In essence, I had 30 years of prejudice against ketchup. I've done just fine in defiance of it, cringing should it wind up in a burger without my knowledge, but I knew that to truly "get" food, I needed to overcome my bias. Thanks to Jeffrey Steingarten, whose brilliant book "The Man Who Ate Everything", included a chapter about him overcoming much more formidable food "obstacles", such as oysters, I felt confident I could conquer ketchup. In fact, it was an entire chapter he dedicated to "the best" ketchup debate that really drove me to reconcile my distaste with such a perfectly formulated sauce.

I sat down with the best fries on earth (In-and-Out Burger), a large Coke (he prefers the vile "diet" version), and a burger to balance things out. It was tough. Re-educating a palate, stuck firm for so long, took some time. Ketchup and I are now on fantastic terms. I was, if you will, playing catch-up with ketchup. (I actually wrote this entire blog entry just to do that joke.)

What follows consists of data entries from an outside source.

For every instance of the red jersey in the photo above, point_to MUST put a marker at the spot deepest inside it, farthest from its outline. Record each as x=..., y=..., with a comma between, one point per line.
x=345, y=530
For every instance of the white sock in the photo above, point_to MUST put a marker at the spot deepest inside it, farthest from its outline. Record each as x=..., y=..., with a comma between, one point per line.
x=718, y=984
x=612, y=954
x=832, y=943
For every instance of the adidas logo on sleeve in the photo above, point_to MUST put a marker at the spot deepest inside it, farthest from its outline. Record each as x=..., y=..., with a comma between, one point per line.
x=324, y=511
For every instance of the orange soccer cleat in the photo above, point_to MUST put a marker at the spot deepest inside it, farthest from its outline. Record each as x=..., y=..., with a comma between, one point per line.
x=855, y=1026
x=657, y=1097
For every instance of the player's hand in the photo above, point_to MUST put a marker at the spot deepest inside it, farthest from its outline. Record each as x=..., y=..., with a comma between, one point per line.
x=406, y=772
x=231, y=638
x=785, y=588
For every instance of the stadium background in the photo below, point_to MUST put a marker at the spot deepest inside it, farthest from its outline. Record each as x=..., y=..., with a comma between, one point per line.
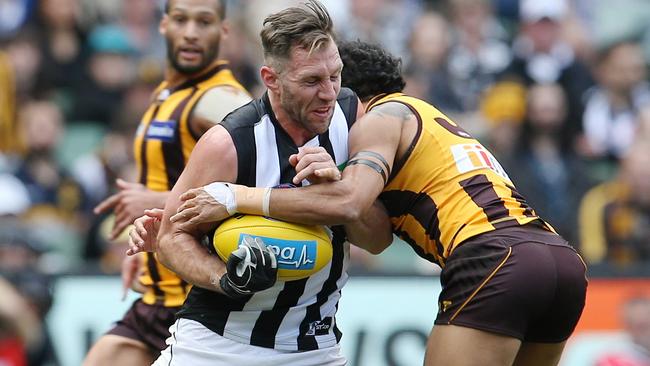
x=75, y=75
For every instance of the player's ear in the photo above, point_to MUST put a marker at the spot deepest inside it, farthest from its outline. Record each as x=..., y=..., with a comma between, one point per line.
x=225, y=29
x=270, y=78
x=162, y=26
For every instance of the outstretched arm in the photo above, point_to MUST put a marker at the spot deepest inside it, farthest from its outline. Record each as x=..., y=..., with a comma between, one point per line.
x=213, y=158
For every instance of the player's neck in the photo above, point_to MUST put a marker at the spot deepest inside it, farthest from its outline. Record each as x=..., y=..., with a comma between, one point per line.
x=293, y=128
x=175, y=77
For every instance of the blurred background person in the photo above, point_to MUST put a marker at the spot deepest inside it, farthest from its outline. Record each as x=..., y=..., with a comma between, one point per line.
x=551, y=176
x=613, y=105
x=541, y=55
x=635, y=315
x=615, y=215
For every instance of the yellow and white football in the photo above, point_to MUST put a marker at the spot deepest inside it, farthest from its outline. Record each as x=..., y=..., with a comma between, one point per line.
x=301, y=250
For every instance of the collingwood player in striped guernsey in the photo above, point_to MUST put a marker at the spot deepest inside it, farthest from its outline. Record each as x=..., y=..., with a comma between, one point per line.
x=198, y=91
x=512, y=289
x=286, y=323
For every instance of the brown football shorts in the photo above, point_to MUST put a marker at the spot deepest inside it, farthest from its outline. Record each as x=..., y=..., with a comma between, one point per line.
x=146, y=323
x=524, y=282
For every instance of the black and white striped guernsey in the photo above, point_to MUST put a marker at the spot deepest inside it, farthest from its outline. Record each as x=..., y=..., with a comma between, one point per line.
x=295, y=315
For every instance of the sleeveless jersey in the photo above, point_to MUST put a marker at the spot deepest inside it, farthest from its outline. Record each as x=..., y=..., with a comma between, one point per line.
x=448, y=187
x=162, y=146
x=293, y=315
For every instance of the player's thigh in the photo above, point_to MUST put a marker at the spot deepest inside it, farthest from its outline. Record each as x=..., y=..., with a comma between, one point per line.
x=461, y=346
x=539, y=354
x=111, y=350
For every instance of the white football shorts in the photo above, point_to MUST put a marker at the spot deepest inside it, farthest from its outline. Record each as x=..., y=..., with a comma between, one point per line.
x=193, y=344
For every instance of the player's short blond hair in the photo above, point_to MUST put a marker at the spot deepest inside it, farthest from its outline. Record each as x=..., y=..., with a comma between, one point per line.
x=308, y=26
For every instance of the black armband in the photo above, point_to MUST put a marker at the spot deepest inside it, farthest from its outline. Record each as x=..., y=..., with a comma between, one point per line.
x=376, y=156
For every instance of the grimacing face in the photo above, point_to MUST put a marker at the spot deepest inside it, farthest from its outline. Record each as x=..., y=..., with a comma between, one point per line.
x=192, y=30
x=309, y=86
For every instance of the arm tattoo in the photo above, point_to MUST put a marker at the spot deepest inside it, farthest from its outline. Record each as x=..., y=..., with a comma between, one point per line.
x=399, y=110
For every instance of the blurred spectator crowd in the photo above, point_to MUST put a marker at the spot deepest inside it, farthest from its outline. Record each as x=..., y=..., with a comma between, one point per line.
x=558, y=90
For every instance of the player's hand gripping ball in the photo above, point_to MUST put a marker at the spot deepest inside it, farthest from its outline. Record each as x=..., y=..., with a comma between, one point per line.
x=250, y=268
x=300, y=250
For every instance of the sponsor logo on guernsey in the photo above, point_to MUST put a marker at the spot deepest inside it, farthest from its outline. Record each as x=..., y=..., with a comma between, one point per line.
x=162, y=130
x=290, y=254
x=470, y=157
x=320, y=327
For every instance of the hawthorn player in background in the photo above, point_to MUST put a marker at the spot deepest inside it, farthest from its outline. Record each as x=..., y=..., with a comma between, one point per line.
x=512, y=289
x=198, y=91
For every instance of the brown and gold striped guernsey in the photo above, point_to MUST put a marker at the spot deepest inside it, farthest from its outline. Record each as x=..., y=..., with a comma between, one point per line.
x=162, y=145
x=448, y=187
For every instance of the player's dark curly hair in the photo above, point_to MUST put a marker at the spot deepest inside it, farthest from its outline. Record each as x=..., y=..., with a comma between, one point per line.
x=370, y=70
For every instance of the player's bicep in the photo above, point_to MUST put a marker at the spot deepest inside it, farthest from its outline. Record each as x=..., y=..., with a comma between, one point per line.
x=215, y=105
x=214, y=158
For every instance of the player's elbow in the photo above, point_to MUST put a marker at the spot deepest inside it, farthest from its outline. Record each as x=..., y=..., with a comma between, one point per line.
x=164, y=251
x=346, y=206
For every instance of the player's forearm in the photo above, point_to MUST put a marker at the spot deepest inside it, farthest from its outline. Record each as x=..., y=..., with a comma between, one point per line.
x=372, y=231
x=320, y=204
x=184, y=255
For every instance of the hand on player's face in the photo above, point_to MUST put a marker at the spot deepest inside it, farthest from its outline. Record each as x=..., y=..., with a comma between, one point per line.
x=315, y=165
x=142, y=238
x=198, y=207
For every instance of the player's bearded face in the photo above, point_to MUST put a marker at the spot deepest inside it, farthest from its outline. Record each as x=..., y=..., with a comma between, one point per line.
x=192, y=35
x=310, y=87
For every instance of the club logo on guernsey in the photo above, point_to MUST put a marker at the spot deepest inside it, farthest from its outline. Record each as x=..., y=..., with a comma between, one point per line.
x=290, y=254
x=162, y=130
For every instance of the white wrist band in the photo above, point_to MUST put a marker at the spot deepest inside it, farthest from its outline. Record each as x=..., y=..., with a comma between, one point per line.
x=223, y=194
x=266, y=201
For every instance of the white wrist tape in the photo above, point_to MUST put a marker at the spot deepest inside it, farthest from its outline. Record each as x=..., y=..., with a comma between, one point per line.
x=223, y=194
x=266, y=201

Another culinary breakthrough happened again last night, though not out of bias, but out of neglect: abalone. It felt like one of those dreams where you arrive at school (or work) without clothing. The question should be, "When is the last time you had abalone", not "Have you ever had abalone?" How did I miss something so obvious? I love every other kind of shellfish, how did I miss this one?

It was time for reconcilliation.

Rather than take on the task of cooking something myself for the first time, I did the smart thing; I let someone who has done it before do the cooking for me.

"Diane" ran through the usual caveats, "This is definitely not gourmet, I don't know if you're going to like this, this isn't fancy", yadda yadda yadda. What she didn't know is that I was humbled to have her cook for me and, more specifically, cook something I had no idea how to prepare. I stood back, said little, took pictures, and learned.

They were magnificent and just as she described, mild, firm but not rubbery in texture, like well-prepared calamari, breaded and fried, with a simple salad, potatoes, and wine. It didn't need a sauce swirled on a plate, exotic knife skills, or obscure ingredients. That meal, like art and good design of any kind, was successful - not because there's nothing else to add, but because there's nothing else to take away.